Stephen Beaumont's - A Taste for Beer
A Taste for Beer

Stephen Beaumont on

Matching Beer to Spicy Foods

Excerpt

If you travel where hot and spicy food is served as a matter of course, even if that only means travelling as far as your local Tex-Mex restaurant, you will always find people enjoying their food with plenty of cold lager. While there is certainly nothing wrong with this practice, it is somewhat misguided in that these diners are actually looking for nothing more in their beer than a fire extinguisher, a liquid so cold and thirst-quenching that it counters the intense heat of the chilies. They don't want beer, they want ice water!

It was a Toronto restaurateur named John Maxwell who first introduced me to a different way of looking at beer and hot food pairings. Up to that point, I had willingly subscribed to the cold lager philosophy and because I love chili peppers and fiery hot sauces, that meant that I was drinking my share of cold lager with many of my meals. But that all changed at an annual convention of the Canadian Amateur Brewers Association where, during a beer luncheon orchestrated by John and chef Matthew Flett, I sampled a chicken in mole sauce dish paired with a local pale ale.

It was a revelation! Even though the mole sauce was only mildly spicy (as a mole should be), there was enough pepper there to tip me off to the point that John was making with this match: Instead of cold lager for hot food, why not try a hoppy ale? It was a brilliant suggestion and one that I immediately took to heart and began to practice. Hops and fire...how wonderful!

The reason for using hoppy ales to mate with spicy foods is actually quite simple and for the most part, the same reason wine writers recommend high acidity wines such as German rieslings to handle gastronomic heat. The key in this relationship is the ability of the ale's hoppy bitterness to mellow the flame of the spice without needing to be served at the lager's mouth-numbingly cold temperature. After all, you are presumably eating the spice because you like the flavour and sensation you get from it, so why would you want to freeze your mouth and your palate with ice-cold beer?

The other reason for the superiority of the pale ale as a mate for hot and spicy fare lies in the fullness of its body relative to that of pilsners or North American lagers, or rieslings. Because there is more to peppery foods than just the pepper, you need a beer that will hold up to the spice not just because of its hoppiness but also because of the presence of formidable character. For this reason, even the hoppiest of pilsners will not handle food heat as adeptly as a pale ale or, if very a four-alarm blaze is involved, an IPA with the extra hop and a bit more alcohol to help fight the flames.

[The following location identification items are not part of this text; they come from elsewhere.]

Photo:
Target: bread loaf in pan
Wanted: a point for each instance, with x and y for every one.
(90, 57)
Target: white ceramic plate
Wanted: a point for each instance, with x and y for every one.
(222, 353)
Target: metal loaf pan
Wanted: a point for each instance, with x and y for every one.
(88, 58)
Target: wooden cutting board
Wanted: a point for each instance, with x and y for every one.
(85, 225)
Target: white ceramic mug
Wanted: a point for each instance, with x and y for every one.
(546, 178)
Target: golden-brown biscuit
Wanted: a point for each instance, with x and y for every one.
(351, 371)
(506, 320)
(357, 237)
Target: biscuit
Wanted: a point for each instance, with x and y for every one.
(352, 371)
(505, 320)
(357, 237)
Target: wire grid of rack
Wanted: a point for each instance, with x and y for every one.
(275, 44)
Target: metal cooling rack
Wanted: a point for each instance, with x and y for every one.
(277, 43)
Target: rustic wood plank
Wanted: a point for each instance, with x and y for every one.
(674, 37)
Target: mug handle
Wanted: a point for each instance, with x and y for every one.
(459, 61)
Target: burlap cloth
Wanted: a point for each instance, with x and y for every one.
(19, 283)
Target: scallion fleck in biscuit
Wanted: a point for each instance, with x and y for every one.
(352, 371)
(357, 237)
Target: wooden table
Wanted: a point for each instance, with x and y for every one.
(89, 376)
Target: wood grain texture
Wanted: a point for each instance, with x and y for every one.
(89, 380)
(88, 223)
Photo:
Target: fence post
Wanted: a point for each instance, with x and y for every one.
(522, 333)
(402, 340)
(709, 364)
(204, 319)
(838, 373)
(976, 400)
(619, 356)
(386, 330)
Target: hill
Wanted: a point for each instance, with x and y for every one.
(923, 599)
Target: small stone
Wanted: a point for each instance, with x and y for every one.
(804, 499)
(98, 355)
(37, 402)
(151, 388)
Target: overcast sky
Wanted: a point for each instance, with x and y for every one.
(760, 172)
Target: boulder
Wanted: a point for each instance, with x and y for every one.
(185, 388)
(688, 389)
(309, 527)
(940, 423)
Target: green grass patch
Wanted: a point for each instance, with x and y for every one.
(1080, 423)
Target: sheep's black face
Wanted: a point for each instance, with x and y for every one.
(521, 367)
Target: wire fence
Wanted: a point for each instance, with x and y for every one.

This wonderful marriage works anywhere foods are cooked to be significantly hot -- Caribbean rotis and jerks, Tex-Mex cuisine, certain Thai foods, the hotter styles of curry and some of the spicier Cajun fare. In retrospect, however, I do not think that the relationship extends to traditional Mexican foods and admit that I probably would have chosen a doppelbock for the mole sauce back at that beer luncheon -- but I'm glad that John saw things differently.